Introduction

This two-part blog post explores the Amazon Alexa APIs and their applicability for in-vehicle use.

Part I of the series  provided an overview of Alexa and its current uses in an automotive context. Part II describes specific Alexa functions and how they can be used in automotive systems, and then provides a possible implementation architecture with a focus on using Alexa in the vehicle.

Architecture

In the previous post we described how the vehicle can be controlled from home using telematics services. The figure below shows a possible architecture for integrating Alexa Voice Services into a car environment. The goal of this architecture is to allow drivers and passengers in the car to control and interact with the vehicle via Alexa.

The Alexa client application can run on either the in-vehicle head-unit or the telematics control unit (TCU). As Alexa is a pure cloud-based solution, the system requires internet connectivity to function. In this case the assumption is that the car has connectivity through a built-in modem. However, connectivity can also be provided via the smartphone using solutions such as Abalta’s SmartLink.

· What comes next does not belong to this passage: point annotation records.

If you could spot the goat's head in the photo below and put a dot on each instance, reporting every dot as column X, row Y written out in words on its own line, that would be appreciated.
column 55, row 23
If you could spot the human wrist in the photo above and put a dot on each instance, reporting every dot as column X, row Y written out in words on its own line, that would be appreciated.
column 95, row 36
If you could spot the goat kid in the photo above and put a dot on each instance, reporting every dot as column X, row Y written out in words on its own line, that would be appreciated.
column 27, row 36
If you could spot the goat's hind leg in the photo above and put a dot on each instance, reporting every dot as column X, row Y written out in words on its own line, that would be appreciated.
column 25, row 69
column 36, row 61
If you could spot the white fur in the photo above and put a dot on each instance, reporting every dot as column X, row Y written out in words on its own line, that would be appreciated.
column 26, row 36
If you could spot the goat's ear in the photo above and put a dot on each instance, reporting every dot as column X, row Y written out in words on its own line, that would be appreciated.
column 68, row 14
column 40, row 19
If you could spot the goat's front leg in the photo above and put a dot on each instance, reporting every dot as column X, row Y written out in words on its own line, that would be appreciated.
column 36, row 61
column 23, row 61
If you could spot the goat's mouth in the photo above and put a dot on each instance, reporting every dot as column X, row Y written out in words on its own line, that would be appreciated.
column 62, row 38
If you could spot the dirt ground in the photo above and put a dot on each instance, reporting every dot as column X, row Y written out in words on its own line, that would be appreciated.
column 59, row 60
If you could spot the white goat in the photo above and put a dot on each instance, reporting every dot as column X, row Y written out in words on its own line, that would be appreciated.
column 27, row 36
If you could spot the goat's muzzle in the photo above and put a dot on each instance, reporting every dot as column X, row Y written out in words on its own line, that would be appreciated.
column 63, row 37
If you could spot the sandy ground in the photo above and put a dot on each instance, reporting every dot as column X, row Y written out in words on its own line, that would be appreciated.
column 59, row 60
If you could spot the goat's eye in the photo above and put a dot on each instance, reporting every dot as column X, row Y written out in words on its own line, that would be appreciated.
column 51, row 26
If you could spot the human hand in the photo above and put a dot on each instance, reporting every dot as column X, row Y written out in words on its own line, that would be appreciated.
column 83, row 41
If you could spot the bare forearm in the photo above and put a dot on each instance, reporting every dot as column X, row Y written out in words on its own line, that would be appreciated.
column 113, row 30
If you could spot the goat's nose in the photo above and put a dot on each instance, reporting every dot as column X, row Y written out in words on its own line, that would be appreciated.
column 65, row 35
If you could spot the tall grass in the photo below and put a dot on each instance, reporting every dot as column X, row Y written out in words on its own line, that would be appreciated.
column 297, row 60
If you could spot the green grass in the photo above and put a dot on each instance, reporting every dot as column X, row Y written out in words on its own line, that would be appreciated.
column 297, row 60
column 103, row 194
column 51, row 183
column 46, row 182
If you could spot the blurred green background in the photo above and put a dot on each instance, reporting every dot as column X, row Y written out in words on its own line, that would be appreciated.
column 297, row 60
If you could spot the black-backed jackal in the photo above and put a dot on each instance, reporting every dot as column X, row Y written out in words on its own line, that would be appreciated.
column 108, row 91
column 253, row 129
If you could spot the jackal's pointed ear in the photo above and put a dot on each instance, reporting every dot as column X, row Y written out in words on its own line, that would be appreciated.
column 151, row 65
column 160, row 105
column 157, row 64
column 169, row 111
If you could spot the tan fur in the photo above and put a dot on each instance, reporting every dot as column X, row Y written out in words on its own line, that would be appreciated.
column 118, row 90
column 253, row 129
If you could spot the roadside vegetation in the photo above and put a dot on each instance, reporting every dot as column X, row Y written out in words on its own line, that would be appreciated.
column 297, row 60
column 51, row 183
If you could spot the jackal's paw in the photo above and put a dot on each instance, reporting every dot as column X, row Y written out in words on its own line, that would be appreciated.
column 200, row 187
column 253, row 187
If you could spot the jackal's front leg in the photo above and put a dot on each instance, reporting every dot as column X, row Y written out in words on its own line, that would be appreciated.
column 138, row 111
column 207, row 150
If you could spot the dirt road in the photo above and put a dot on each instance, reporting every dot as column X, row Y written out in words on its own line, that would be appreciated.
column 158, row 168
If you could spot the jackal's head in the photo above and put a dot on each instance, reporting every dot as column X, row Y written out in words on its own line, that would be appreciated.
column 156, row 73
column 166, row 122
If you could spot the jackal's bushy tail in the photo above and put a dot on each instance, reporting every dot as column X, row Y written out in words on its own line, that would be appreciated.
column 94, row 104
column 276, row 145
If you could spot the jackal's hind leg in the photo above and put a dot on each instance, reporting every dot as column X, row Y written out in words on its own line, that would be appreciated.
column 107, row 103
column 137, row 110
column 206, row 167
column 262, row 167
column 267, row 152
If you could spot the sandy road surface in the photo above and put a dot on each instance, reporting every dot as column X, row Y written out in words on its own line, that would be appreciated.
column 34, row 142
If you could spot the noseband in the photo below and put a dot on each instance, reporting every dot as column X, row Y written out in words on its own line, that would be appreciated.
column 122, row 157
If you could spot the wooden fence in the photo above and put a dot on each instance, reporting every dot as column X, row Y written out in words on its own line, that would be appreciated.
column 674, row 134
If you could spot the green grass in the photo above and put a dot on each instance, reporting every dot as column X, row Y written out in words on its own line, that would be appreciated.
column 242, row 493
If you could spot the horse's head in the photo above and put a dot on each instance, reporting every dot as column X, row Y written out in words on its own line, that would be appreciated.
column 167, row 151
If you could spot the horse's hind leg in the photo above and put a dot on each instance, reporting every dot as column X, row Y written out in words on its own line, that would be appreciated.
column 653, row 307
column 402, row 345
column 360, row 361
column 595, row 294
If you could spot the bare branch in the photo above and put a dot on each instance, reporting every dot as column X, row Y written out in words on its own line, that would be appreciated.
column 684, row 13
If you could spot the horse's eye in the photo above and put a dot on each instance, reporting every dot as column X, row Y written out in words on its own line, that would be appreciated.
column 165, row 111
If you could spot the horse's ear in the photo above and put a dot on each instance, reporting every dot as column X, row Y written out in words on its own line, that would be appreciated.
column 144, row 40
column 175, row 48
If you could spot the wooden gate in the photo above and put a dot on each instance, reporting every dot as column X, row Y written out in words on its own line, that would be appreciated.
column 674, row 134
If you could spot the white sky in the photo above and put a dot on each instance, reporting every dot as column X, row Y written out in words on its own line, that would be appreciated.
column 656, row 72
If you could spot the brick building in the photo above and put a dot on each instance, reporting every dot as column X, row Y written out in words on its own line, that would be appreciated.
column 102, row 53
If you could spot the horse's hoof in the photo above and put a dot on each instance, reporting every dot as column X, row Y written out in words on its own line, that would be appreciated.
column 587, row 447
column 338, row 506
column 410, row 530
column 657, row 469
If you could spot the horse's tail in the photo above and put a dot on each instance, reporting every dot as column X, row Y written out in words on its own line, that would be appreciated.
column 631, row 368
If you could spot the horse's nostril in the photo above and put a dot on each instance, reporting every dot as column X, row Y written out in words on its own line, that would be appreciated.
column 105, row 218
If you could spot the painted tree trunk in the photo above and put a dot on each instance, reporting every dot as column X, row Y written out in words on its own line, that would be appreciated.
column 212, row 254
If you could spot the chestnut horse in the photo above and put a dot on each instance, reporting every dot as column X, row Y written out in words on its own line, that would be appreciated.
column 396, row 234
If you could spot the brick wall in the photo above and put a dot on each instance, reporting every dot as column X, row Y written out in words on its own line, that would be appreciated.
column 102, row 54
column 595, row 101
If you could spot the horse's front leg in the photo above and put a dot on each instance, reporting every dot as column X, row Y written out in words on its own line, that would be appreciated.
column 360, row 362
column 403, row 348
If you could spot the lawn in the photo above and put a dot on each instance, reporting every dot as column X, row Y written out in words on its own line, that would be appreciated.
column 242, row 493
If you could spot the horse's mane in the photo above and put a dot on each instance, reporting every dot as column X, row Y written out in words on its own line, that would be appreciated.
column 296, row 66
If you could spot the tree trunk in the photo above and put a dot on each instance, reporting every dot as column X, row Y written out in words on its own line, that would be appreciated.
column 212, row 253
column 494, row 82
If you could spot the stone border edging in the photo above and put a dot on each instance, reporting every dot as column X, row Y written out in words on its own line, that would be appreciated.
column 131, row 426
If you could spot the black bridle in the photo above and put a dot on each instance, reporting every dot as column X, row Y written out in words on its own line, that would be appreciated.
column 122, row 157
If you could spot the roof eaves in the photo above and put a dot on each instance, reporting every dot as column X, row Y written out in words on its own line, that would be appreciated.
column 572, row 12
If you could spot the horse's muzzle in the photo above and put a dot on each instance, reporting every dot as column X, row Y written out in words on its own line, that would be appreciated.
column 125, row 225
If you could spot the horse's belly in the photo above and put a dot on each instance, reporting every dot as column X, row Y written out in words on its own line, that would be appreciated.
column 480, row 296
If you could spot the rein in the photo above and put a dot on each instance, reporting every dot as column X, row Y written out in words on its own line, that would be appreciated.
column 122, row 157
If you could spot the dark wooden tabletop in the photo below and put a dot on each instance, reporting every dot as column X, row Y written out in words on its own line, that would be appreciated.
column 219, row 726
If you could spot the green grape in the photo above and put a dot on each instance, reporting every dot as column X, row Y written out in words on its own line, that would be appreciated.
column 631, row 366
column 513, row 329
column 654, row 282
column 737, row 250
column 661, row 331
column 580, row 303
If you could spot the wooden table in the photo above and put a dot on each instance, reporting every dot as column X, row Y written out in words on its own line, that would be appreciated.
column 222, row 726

What follows is a description of the main components from the diagram and their roles in integrating Alexa Voice Services into a car environment (note that some components are optional).

AVS Client

The AVS Client is the main component that implements communication with the Amazon cloud using the Alexa Voice Services (AVS) APIs. It handles the audio path, taking input from one or more microphones (typically with noise cancellation ability) and playing the audio result returned by AVS via the car speakers. This component is responsible for mixing and/or prioritizing the audio with other local sources that the user might be listening to (radio, media player, etc.). The AVS client can be activated using a push-to-talk button (e.g. on the steering wheel) or by a voice command that is recognized by the Wake Word Engine.

To communicate with the Amazon cloud, the AVS Client needs authentication tokens that identify the user and the specific communication session. These tokens are provided by the Amazon Authentication module. For more information, see: https://developer.amazon.com/alexa-voice-service, which offers documentation, sample codes and examples.

Wake Word Engine

This is an optional speech recognition component that is constantly “listening” for a wake word (e.g. “Alexa”). Once detected, it notifies the AVS Client to start sending voice data to the cloud for processing. The Wake Word Engine is typically implemented using an on-board speech recognition engine specifically tuned to detect a predefined keyword from the microphone input. It should be efficient and use little computing power with a high degree of accuracy for wake word detection.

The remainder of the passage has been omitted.